Kotaku later reported that a source within OnLive told it the company is filing for an assignment for the benefit of creditors, an insolvency proceeding similar to bankruptcy that allows for operations to continue. Additionally, Gamasutra cited a former OnLive employee with confirmation that all of the company's staff was, in fact, laid off on Friday morning.

Ubisoft Developer Grumble Twofer: Lack of Innovation is Your Fault, and Games Press is "Subtly Racist"

According to Ubisoft Toronto managing director Jade Raymond, gamer expectations limit innovation in today's industry. Speaking to Official Xbox Magazine UK in a new interview, Raymond claimed that the business has come to a point where gamers expect such high quality in every aspect that developers can only create what is proven to sell. "One of the things I see that's different [about the industry today] is that our audience expects perfection," Raymond said. "Before, there were only, say, two million people playing games--they were real fans and they were playing every game. They were willing to forgive bugs, and try things that weren't as much fun because they were different. Now, there are 30 million people buying and they only buy the top five," she continued. "They expect perfection. I think that growing up with everything being so good, so easy to use, there are certain expectations." And it is these expectations, Raymond says, that have hurt developers' abilities to try new things. "It's not very forgiving," she said. "It does limit innovation, because if something isn't working as you get towards shipping, you have to cut it or revert to back what you know does work."

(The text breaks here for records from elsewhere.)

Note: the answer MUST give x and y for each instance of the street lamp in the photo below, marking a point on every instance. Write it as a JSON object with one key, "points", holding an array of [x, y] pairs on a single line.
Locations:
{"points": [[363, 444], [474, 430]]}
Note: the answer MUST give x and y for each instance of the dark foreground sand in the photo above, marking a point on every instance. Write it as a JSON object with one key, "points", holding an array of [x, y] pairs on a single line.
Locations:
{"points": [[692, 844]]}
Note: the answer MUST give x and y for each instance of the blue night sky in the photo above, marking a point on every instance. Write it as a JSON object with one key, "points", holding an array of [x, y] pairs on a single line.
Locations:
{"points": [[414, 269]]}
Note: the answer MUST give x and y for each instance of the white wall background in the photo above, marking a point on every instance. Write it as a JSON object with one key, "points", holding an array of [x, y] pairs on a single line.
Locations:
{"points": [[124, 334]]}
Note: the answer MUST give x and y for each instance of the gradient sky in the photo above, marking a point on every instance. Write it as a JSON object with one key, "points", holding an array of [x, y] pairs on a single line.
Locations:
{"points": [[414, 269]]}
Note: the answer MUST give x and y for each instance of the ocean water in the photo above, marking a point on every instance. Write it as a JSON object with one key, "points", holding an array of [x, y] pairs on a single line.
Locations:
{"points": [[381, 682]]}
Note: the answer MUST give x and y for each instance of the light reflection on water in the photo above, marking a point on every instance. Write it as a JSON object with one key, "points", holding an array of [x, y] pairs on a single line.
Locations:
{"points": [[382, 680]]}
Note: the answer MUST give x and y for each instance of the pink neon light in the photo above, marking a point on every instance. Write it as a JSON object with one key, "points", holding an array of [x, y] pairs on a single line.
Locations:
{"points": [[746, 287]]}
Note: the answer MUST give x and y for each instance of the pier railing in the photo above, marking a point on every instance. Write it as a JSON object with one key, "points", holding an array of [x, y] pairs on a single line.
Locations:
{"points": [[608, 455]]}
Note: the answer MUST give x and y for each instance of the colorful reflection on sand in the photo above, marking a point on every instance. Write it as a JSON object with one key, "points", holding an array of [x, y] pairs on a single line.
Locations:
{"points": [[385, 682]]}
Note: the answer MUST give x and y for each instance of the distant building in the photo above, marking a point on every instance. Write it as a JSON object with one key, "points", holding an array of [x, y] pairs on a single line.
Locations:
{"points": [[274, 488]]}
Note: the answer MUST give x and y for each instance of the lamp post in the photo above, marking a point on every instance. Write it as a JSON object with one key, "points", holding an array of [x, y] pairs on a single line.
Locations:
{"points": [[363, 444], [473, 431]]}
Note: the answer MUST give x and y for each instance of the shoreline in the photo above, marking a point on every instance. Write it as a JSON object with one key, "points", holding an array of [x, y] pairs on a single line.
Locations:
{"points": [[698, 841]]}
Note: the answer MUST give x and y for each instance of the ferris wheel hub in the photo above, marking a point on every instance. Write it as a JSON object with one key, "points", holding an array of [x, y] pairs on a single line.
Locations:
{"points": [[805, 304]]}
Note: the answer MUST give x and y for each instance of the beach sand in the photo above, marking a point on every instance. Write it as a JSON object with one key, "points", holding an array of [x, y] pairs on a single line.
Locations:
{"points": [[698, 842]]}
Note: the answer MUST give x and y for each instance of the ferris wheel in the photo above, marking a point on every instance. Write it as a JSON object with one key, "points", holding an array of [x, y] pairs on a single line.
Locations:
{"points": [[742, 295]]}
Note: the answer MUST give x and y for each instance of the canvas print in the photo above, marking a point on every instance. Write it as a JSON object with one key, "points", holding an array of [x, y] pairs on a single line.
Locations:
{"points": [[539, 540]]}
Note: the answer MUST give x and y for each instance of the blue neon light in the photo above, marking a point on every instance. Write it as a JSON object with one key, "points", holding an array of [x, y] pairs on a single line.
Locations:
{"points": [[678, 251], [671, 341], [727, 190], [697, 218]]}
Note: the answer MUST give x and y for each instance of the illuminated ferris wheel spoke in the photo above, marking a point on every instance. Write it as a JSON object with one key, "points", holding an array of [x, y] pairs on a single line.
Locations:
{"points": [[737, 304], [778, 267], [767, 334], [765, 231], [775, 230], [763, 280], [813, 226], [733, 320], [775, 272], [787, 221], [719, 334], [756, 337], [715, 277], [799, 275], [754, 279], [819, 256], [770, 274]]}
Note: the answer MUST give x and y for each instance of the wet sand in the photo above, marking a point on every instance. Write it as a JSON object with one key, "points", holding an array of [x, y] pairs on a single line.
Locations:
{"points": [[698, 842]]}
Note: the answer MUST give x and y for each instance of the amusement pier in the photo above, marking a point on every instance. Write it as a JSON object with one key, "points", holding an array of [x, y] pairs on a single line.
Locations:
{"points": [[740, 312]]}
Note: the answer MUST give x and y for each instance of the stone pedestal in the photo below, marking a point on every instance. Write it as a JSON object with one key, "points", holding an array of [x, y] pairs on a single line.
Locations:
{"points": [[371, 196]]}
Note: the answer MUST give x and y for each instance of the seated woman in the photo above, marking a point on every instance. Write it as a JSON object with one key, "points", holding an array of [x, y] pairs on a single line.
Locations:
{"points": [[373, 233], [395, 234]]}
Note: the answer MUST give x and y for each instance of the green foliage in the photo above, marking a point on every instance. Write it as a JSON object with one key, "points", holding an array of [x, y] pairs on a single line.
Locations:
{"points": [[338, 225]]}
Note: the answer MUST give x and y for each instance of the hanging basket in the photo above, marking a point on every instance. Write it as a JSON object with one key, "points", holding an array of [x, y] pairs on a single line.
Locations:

"I think there's a subtle racism in the business, especially on the journalists' side, where Japanese developers are forgiven for doing what they do." - Alex Hutchinson

So, remember that when you get to the boring bit halfway through Darksiders II this weekend, OK? It's actually your fault that it goes through a bit of a lull, because your expectations are just too damn high.

On the subject of Ubisoft developers complaining about stuff, Assassin's Creed III creative director Alex Hutchinson has taken a shot at Japanese games and those who critique them. Speaking to CVG, the developer claimed the narratives in Japanese games often leave something to be desired, and reviewers give these games a free pass. "Just think about how many Japanese games are released where their stories are literally gibberish," he said. "There's no way you could write it with a straight face, and the journalists say, 'Oh it is brilliant'. Then Gears of War comes out and apparently it's the worst written narrative in a game ever. I'll take Gears of War over Bayonetta any time." Hutchinson's remarks came as a response to a question regarding how Nintendo is able to release new iterations of long-running franchises every year without drawing much criticism. To this, Hutchinson remarked, "I think there's a subtle racism in the business, especially on the journalists' side, where Japanese developers are forgiven for doing what they do. I think it's condescending to do this."